Kudos to Michael Jordan for making millions – and enjoying it. It’s a well-known fact that Jordan likes to golf for money. He also gambles in quantities that would make the average person hyperventilate. Barkley revealed in 2017 that MJ sometimes had $100,000 on the line when the pair played.
Jordan’s gambling extended beyond the world of sports. During his playing career, there were myriad reports of MJ gambling (not on sports) when visiting a city that that offered gambling (see Atlantic City), and since his retirement, he still dabbles both in casinos in high-stakes games, and on the golf course.
The boxer likes to bet – and he likes to brag about his sports betting triumphs. Mayweather frequently shares high-stakes tickets, but only after the fact when he’s won.
I bet $50,000 on Oklahoma and won. $50,000 + $52,500 =$102,500 pic.twitter.com/Q9fnqbd5Pc
— Floyd Mayweather (@FloydMayweather) January 3, 2014
In Sept. 2017, Mayweather posted a ticket showing he’d won more than $45,000 for a $50,000 bet on Colorado State football, in 2012, he shared that he had won $1 million betting Oregon over Arizona State and in 2014, he said he won $600,000 betting the Denver Broncos to beat the New York Jets.
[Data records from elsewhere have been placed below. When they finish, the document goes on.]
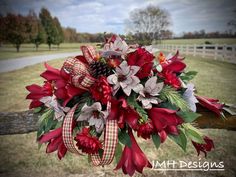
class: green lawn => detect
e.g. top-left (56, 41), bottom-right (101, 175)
top-left (0, 43), bottom-right (99, 60)
top-left (158, 38), bottom-right (236, 45)
top-left (0, 55), bottom-right (236, 177)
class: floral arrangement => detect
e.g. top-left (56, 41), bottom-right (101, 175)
top-left (26, 35), bottom-right (224, 176)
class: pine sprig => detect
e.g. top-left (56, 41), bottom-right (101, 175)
top-left (159, 86), bottom-right (190, 111)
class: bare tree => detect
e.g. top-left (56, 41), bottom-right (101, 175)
top-left (126, 5), bottom-right (171, 44)
top-left (228, 10), bottom-right (236, 28)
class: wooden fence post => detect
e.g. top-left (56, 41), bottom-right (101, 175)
top-left (193, 44), bottom-right (196, 56)
top-left (202, 44), bottom-right (206, 58)
top-left (214, 44), bottom-right (218, 60)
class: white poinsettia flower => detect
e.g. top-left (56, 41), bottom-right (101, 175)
top-left (102, 35), bottom-right (129, 57)
top-left (77, 102), bottom-right (108, 133)
top-left (183, 83), bottom-right (198, 112)
top-left (137, 77), bottom-right (164, 109)
top-left (40, 95), bottom-right (70, 121)
top-left (107, 61), bottom-right (143, 96)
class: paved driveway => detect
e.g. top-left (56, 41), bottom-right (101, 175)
top-left (0, 52), bottom-right (81, 73)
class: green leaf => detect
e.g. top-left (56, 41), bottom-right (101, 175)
top-left (159, 86), bottom-right (190, 111)
top-left (34, 107), bottom-right (42, 113)
top-left (98, 148), bottom-right (104, 159)
top-left (168, 129), bottom-right (187, 152)
top-left (74, 93), bottom-right (94, 118)
top-left (177, 111), bottom-right (201, 123)
top-left (152, 134), bottom-right (161, 149)
top-left (180, 71), bottom-right (198, 82)
top-left (115, 142), bottom-right (123, 164)
top-left (159, 102), bottom-right (178, 110)
top-left (118, 129), bottom-right (131, 147)
top-left (127, 92), bottom-right (148, 121)
top-left (36, 109), bottom-right (56, 139)
top-left (183, 123), bottom-right (204, 144)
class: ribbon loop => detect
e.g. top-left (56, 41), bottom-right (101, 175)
top-left (91, 119), bottom-right (118, 166)
top-left (62, 104), bottom-right (83, 155)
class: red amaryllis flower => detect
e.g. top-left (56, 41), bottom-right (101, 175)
top-left (90, 76), bottom-right (112, 105)
top-left (115, 129), bottom-right (152, 176)
top-left (38, 127), bottom-right (67, 160)
top-left (127, 47), bottom-right (154, 79)
top-left (148, 108), bottom-right (182, 143)
top-left (74, 127), bottom-right (102, 154)
top-left (159, 70), bottom-right (181, 89)
top-left (161, 51), bottom-right (186, 73)
top-left (196, 95), bottom-right (224, 117)
top-left (137, 121), bottom-right (154, 140)
top-left (192, 136), bottom-right (214, 157)
top-left (26, 81), bottom-right (53, 109)
top-left (40, 63), bottom-right (85, 106)
top-left (108, 98), bottom-right (139, 130)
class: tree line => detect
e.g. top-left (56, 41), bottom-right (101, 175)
top-left (1, 5), bottom-right (235, 52)
top-left (0, 8), bottom-right (64, 52)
Mayweather bets on basketball as well as football and obviously in very large quantities, although with a net worth of about $400 million, that’s all relative.
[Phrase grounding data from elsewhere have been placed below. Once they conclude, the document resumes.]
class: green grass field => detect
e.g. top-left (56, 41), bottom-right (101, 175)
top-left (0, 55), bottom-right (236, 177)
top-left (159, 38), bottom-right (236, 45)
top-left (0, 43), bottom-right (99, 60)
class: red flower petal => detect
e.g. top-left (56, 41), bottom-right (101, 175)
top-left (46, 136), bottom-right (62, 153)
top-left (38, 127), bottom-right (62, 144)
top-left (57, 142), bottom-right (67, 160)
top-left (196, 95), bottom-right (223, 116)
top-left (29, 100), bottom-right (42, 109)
If anyone out there wants to perform a full audit on Money Mayweather’s sports betting, please advise. But good luck finding out how much and how often he’s lost.
Lefty may not be the most avid bettor, but he’s grabbed the most headlines – and not for winning his bets. As recently as last year, Mickelson was in the news during the trial of well-known gambler Billy Walters. Mickelson wasn’t charged in the Walters case, though the two are friendly, but the prosecution uncovered evidence that Lefty owed Walters nearly $2 million in sports betting debt.
Besides that, Mickelson is known to love some action on the golf course, often playing for money in his hometown of San Diego, and for betting on pro football, among other sports.
So we wouldn’t necessarily say that Phelps falls into the category of athlete who bets on sports, but since poker is a sport according to some classifications, we’ve included him on the list. Last year, Phelps was part of a team in the World Series of Poker’s $10,000 Tag Team No-Limit Hold’em Championship.
Phelps told WSOP.com, the event was a chance to “add a little hardware to his collection” of gold medals. The most decorated athlete in U.S. history, Phelps has been playing poker professionally since 2008.
Rose made the mistake of betting on baseball while he was still on the field, or more specifically, in the dugout. According to the 1989 Dowd Report, Charlie Hustle bet at least $10,000 a day on 52 Reds game during in 1987, while he was the team’s manager. The report also showed that he did not bet against the Reds, but then commissioner Bart Giamatti didn’t see the distinction and banned Rose.
That transgression netted him a lifetime ban from the game, though he continues to appeal to new commissioners for a way back in – and a way into the Hall of Fame. He remains the only player in any pro sport to be banned from that type of honor. Rose also had (or has) a penchant for the ponies, and he should have stuck to the track while still wearing the uniform.